I was reading about the universal property of kernels in category theory: if $f:A\to B$ is a morphism in a category with zero morphisms, the kernel of $f$ is an ordered pair $(K, k)$ where $K$ is an object and $k$ a map from $K$ to $A$ such that $f\circ k = 0$; furthermore, if $(L, \ell)$ is another such ordered pair, there is a unique morphism $\tilde\ell$ such that $k\circ\tilde\ell = \ell$.
I also read that $k$ is in practice always a monomorphism, and found that this leads to the kernel being unique up to unique isomorphism. In group theory, $K$ is constructed explicitly as the preimage of $e_B$, and $k$ is simply inclusion. But what about in general?
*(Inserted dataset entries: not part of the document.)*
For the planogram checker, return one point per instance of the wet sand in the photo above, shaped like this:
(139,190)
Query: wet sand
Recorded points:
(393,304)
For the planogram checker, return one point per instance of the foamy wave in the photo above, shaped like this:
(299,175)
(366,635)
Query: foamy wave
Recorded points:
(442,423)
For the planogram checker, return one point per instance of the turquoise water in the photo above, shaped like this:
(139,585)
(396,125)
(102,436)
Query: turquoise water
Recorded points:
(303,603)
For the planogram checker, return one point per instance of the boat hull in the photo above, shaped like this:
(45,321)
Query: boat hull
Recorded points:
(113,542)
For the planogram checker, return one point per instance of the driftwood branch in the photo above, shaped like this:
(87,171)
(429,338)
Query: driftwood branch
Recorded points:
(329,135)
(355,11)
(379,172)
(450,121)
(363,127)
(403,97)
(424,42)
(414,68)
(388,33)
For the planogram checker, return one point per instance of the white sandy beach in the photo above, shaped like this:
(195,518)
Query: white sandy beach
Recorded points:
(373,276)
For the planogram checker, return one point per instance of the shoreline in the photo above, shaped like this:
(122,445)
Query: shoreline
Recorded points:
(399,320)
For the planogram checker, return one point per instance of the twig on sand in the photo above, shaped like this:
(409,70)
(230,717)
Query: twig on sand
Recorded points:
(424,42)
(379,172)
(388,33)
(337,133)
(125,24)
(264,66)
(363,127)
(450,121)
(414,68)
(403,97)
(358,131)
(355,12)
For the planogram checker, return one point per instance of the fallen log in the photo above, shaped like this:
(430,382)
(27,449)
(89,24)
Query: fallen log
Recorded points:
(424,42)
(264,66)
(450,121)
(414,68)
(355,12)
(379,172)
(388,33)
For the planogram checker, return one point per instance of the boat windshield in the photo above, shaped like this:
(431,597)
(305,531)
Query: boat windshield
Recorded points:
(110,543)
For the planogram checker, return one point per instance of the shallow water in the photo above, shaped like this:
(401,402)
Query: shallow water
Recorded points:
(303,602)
Is $k$ assumed to be a monomorphism, or can it be proven from the details given above?
$k$ is not assumed to be a monomorphism, this is a corollary of the definition.
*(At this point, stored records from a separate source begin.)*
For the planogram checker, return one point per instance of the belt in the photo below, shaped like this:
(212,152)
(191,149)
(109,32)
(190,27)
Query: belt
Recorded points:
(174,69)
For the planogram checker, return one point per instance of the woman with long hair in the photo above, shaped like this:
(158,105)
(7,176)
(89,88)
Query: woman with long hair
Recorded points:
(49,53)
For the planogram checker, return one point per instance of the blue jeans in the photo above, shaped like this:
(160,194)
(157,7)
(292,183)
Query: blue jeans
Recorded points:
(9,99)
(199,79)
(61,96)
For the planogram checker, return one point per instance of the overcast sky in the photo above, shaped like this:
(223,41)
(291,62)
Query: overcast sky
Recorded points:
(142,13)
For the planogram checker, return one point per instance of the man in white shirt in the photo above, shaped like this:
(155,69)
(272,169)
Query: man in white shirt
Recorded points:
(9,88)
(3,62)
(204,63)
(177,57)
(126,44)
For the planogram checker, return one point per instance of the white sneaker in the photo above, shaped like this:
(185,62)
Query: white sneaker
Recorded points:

Suppose $kx=ky$ for two arrows $x,y:L\to K$. Then $f\circ ky=(f\circ k)\circ y=0$ so the pair $(L,ky)$ has this property, so there should be a unique morphism $\tilde{\ell}:L\to K$ such that $k\tilde{\ell}=ky$. Obviously, both $x$ and $y$ serve as valid candidates for $\tilde{\ell}$, so by uniqueness they have to be the same; $x=y$ is forced.
Thus $k$ is a monomorphism. It's more generally true that any equaliser arrow is a monomorphism.